神谷実咲-03
「戻せないかもってどういうことですか!?」
待機していたビジネスホテルを出て、志朗のマンションの方に歩きながら、神谷実咲は思わず大声を上げた。近くにいたベビーカーを押している女性が、ぎょっとしてこちらを見た。
電話の向こうからは、黒木の戸惑いがちな声が聞こえてくる。
『志朗さんが急にそう言い始めまして……さっき事務所に戻ってきたんですけど』
「え? どこか行ってたんですか?」
『あの、色々ありまして……とにかく急に笑ったかと思ったらぼーっとなって、もう今日は飲むとか言ってるんですよ。骨折してるのに』
「骨折したんですか!? 全然事情がわからないですけど……あっ、着きました」
神谷がそう言うと、間もなくマンションのオートロックが開いた。
看板も表札もない、部屋番号だけの志朗の事務所のドアを開けたのは、志朗ではなく黒木だった。
「――なんで神谷さんがいるの?」
声と足音で気づいたのだろう、応接室から志朗の声がした。日が沈みかかった部屋にはまだ電灯が点いていない。黒木が急いでスイッチを入れた。

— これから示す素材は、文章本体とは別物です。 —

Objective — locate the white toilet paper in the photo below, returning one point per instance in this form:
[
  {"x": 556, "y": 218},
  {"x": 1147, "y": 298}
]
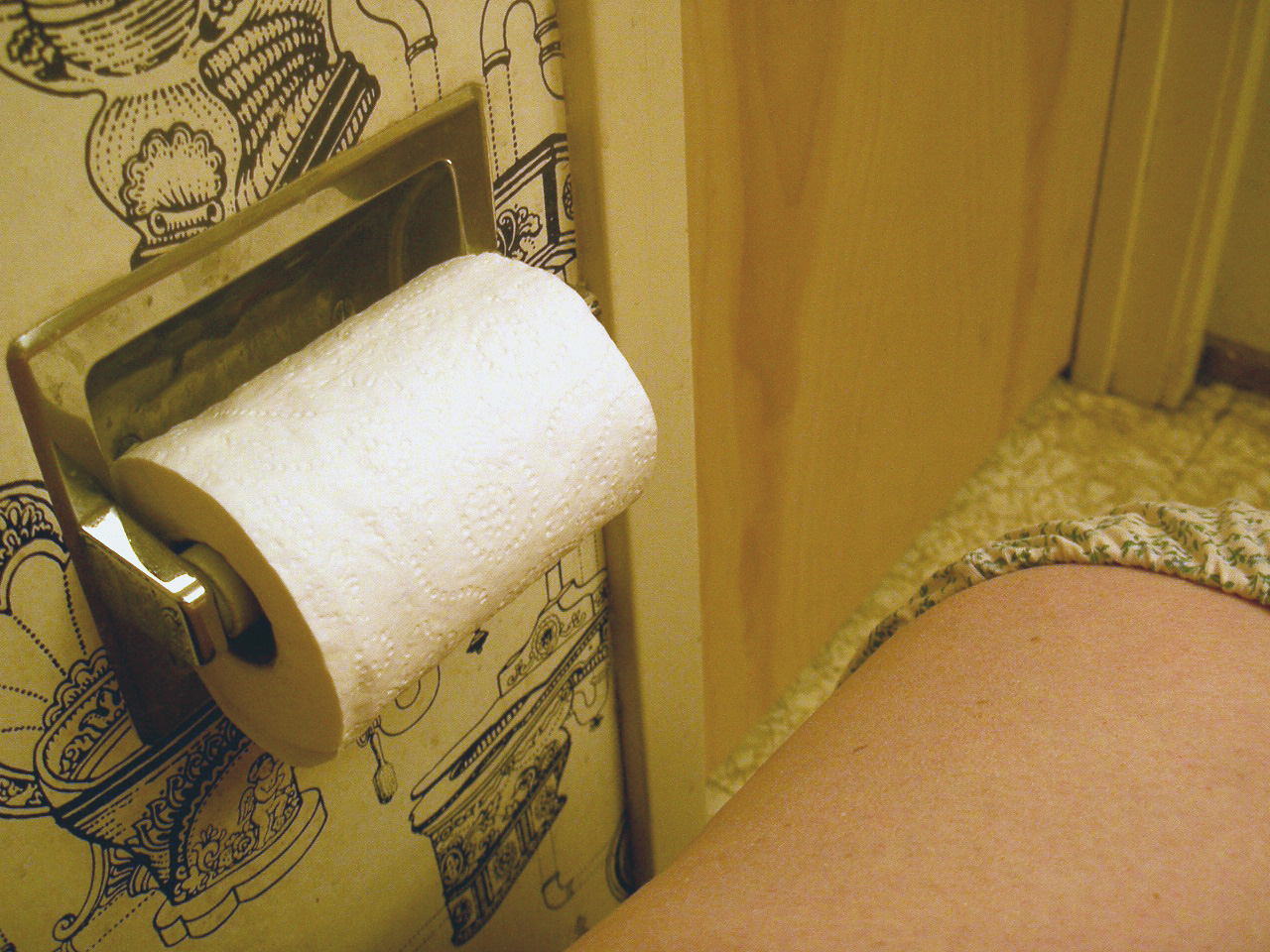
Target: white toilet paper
[{"x": 393, "y": 485}]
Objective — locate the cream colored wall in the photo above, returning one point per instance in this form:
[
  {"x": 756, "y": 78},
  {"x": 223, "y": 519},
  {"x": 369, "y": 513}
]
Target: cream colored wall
[{"x": 1241, "y": 301}]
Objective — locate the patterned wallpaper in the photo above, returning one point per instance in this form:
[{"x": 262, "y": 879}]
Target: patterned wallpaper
[{"x": 483, "y": 809}]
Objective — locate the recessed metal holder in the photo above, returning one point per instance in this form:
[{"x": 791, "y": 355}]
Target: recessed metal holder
[{"x": 177, "y": 335}]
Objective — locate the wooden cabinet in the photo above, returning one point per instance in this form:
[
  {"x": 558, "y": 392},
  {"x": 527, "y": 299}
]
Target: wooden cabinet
[
  {"x": 842, "y": 244},
  {"x": 889, "y": 207}
]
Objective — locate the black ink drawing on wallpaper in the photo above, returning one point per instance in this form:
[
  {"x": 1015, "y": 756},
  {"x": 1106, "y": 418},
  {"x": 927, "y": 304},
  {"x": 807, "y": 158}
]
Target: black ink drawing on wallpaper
[
  {"x": 488, "y": 806},
  {"x": 207, "y": 105},
  {"x": 193, "y": 825}
]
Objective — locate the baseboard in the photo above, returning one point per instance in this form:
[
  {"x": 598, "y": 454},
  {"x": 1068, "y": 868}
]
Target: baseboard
[{"x": 1234, "y": 363}]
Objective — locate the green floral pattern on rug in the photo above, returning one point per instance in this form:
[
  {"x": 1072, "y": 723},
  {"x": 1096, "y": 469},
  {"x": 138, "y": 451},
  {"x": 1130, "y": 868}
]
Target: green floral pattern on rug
[{"x": 1225, "y": 548}]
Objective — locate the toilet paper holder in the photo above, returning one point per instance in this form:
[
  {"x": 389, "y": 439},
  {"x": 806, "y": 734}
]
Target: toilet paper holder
[{"x": 175, "y": 336}]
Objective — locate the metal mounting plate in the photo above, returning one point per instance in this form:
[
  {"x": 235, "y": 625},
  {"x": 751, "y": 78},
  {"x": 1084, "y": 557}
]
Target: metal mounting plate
[{"x": 166, "y": 341}]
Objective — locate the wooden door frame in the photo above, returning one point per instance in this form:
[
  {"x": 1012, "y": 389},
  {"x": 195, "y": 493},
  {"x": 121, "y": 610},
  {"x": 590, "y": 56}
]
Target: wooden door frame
[
  {"x": 1184, "y": 100},
  {"x": 625, "y": 119}
]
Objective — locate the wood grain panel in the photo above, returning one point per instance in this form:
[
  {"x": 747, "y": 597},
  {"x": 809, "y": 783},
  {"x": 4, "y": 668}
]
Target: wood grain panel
[
  {"x": 1185, "y": 104},
  {"x": 888, "y": 214}
]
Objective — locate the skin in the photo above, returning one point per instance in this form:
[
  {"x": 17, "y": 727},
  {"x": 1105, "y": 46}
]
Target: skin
[{"x": 1065, "y": 758}]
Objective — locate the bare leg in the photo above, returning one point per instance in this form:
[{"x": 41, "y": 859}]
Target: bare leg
[{"x": 1066, "y": 758}]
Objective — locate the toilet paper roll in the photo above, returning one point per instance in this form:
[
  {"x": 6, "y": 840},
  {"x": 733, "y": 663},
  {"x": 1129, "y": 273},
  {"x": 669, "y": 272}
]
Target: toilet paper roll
[{"x": 389, "y": 488}]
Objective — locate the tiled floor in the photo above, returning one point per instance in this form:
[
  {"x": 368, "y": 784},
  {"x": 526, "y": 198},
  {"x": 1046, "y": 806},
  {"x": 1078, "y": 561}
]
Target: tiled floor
[{"x": 1074, "y": 453}]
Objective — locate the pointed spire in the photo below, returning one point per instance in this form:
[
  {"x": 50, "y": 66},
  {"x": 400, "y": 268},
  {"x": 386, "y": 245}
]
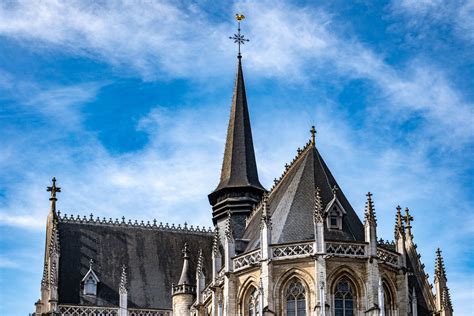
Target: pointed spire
[
  {"x": 399, "y": 229},
  {"x": 318, "y": 207},
  {"x": 239, "y": 168},
  {"x": 440, "y": 271},
  {"x": 123, "y": 281},
  {"x": 370, "y": 211},
  {"x": 185, "y": 278}
]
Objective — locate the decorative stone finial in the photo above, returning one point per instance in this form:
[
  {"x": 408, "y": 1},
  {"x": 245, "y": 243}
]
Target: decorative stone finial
[
  {"x": 408, "y": 219},
  {"x": 439, "y": 265},
  {"x": 53, "y": 189},
  {"x": 318, "y": 207},
  {"x": 185, "y": 251},
  {"x": 123, "y": 281},
  {"x": 239, "y": 38},
  {"x": 266, "y": 218},
  {"x": 200, "y": 263},
  {"x": 228, "y": 228},
  {"x": 370, "y": 210},
  {"x": 313, "y": 135},
  {"x": 215, "y": 243},
  {"x": 399, "y": 228}
]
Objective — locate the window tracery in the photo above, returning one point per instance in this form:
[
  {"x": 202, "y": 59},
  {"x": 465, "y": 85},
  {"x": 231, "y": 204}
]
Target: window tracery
[
  {"x": 90, "y": 286},
  {"x": 334, "y": 218},
  {"x": 295, "y": 298},
  {"x": 344, "y": 298},
  {"x": 388, "y": 300},
  {"x": 253, "y": 303}
]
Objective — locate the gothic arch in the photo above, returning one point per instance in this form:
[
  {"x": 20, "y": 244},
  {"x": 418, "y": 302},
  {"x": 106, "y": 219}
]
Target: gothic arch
[
  {"x": 389, "y": 289},
  {"x": 247, "y": 288},
  {"x": 284, "y": 281},
  {"x": 358, "y": 284}
]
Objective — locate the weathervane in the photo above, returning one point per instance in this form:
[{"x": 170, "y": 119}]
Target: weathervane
[{"x": 239, "y": 38}]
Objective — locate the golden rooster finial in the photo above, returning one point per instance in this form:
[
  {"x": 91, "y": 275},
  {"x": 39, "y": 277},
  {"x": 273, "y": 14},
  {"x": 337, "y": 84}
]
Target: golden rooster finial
[{"x": 239, "y": 17}]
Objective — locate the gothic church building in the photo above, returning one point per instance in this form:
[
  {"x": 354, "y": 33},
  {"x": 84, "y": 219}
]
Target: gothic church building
[{"x": 296, "y": 249}]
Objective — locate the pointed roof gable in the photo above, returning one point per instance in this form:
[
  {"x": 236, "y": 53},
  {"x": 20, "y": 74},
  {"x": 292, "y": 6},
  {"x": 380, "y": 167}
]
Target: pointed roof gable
[
  {"x": 239, "y": 168},
  {"x": 291, "y": 203}
]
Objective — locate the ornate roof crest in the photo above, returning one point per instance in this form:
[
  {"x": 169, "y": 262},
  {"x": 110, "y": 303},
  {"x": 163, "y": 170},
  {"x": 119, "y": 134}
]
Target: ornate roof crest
[
  {"x": 123, "y": 281},
  {"x": 318, "y": 215},
  {"x": 370, "y": 211}
]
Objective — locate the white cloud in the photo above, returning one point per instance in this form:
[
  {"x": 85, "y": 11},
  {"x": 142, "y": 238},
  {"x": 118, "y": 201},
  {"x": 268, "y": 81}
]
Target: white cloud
[
  {"x": 425, "y": 15},
  {"x": 170, "y": 177}
]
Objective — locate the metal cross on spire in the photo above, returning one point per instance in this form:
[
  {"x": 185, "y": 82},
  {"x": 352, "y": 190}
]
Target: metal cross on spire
[
  {"x": 239, "y": 38},
  {"x": 53, "y": 189}
]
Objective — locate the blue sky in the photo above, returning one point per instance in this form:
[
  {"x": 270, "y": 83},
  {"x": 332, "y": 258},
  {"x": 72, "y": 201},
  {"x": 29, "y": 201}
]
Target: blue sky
[{"x": 127, "y": 105}]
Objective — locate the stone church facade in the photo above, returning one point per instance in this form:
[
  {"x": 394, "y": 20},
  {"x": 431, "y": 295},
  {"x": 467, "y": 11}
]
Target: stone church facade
[{"x": 296, "y": 249}]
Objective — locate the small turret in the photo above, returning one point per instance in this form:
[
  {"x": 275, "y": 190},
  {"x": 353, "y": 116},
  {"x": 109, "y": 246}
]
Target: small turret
[
  {"x": 123, "y": 293},
  {"x": 400, "y": 237},
  {"x": 443, "y": 298},
  {"x": 200, "y": 277},
  {"x": 229, "y": 244},
  {"x": 318, "y": 220},
  {"x": 183, "y": 293},
  {"x": 370, "y": 225}
]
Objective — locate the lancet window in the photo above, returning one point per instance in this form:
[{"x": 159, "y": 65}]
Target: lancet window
[
  {"x": 388, "y": 300},
  {"x": 344, "y": 298},
  {"x": 253, "y": 302},
  {"x": 90, "y": 286},
  {"x": 334, "y": 218},
  {"x": 295, "y": 298}
]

「私がさっき黒木さんに連絡したんです。今どうなってるか気になって……シロさんこそ、どうしたんですか!?」
全指がでたらめな方向に曲がった志朗の左手を見て、神谷は悲鳴のような声を上げた。
「秘密兵器を返されたみたいでね。はぁ―――」
志朗が長い溜息をつく。骨折した箇所が痛むのだろう、額に脂汗が浮かんでいる。
「いや、ボクもどうするか考えてるんですよ。考えてるんですがねぇ、まとまらなくてね……」
「あの、黒木さんに聞いたんですけど。戻せないってどういうことですか?」
神谷は応接室のソファに腰をかけ、志郎と向かい合って座った。志郎はまたひとつ長い溜息をつく。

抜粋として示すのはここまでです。